Ma non è detto che l'esito sia così scontato.
Influenze destre
La Commissione von der Leyen non si è ancora insediata, ma l'estrema destra sta già influenzando la nuova amministrazione europea, e non solo sulle questioni migratorie e ambientali.
Questa tendenza, che è destinata a rafforzarsi con il ritorno di Donald Trump alla Casa Bianca, riflette uno slittamento inedito dell’intera Unione verso le destre conservatrici, come il gruppo dell’Ecr che riunisce il partito della premier italiana Giorgia Meloni con partiti di estrema destra come Reconquête di Éric Zemmour in Francia, Vox in Spagna e i Democratici svedesi, e illiberali, quali i Patriots for Europe (PfE), gruppo co-guidato da Marine Le Pen e Viktor Orbán e il gruppo Europe of Sovereign Nations, dominato dal partito di destra estrema AfD.

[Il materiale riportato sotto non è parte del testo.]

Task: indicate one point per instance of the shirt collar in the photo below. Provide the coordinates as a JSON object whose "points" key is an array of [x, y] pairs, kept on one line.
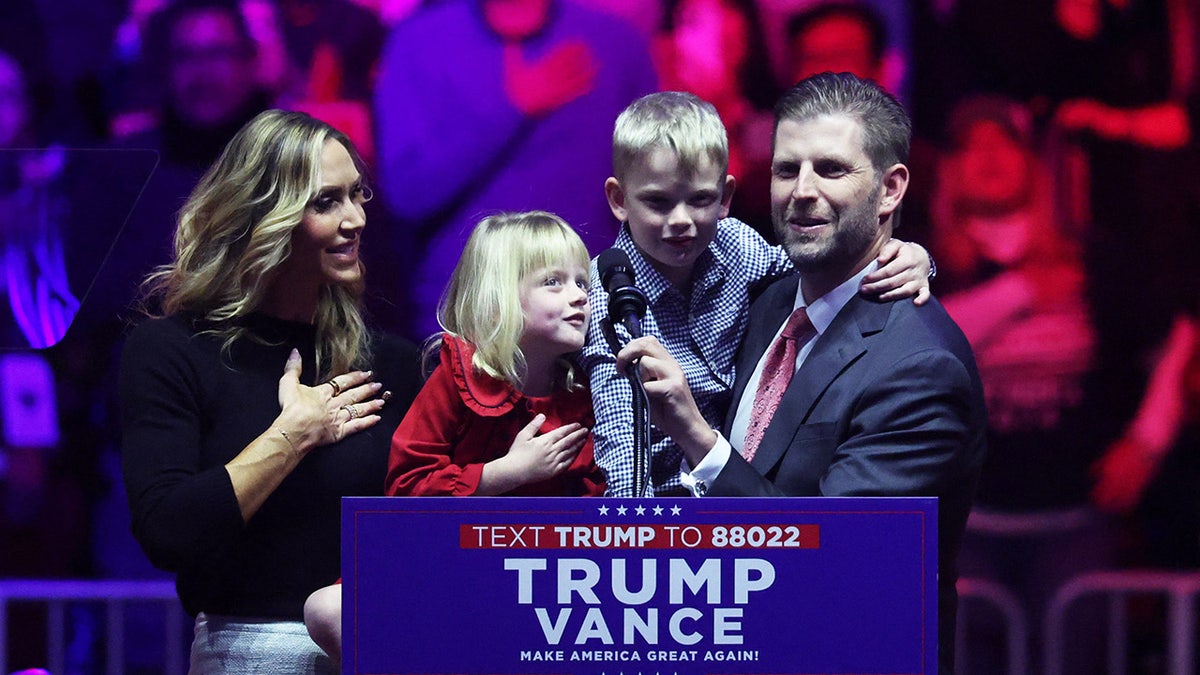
{"points": [[649, 280], [825, 309]]}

Lo stesso vale per le altre due principali istituzioni dell'Ue, la Commissione e il Consiglio europeo, dove oltre metà dei membri proviene da governi espressione di forze politiche di destra. Si tratta di uno spostamento del baricentro dell’Unione che è senza precedenti e inevitabilmente influenzerà il nuovo ciclo politico europeo.
E sebbene von der Leyen, nelle ultime settimane, abbia promesso di mantenersi al centro, la nuova Commissione potrebbe trovarsi a guardare oltre il blocco politico tradizionale per raggiungere i suoi obiettivi politici. Come spiegare una tale ambiguità?
I due forni
In primo luogo, le coalizioni nel parlamento europeo sono state storicamente costruite non tanto per affinità politica quanto per la necessità di approvare specifiche proposte provenienti dalla Commissione.
Visto che nessuna Commissione ha mai fatto affidamento su una maggioranza parlamentare permanente durante il suo mandato di cinque anni, oggi significa che von der Leyen potrà affidarsi ai voti dell'estrema destra per facilitare l'approvazione delle politiche conservatrici che la sua maggioranza tradizionale potrebbe non sostenere.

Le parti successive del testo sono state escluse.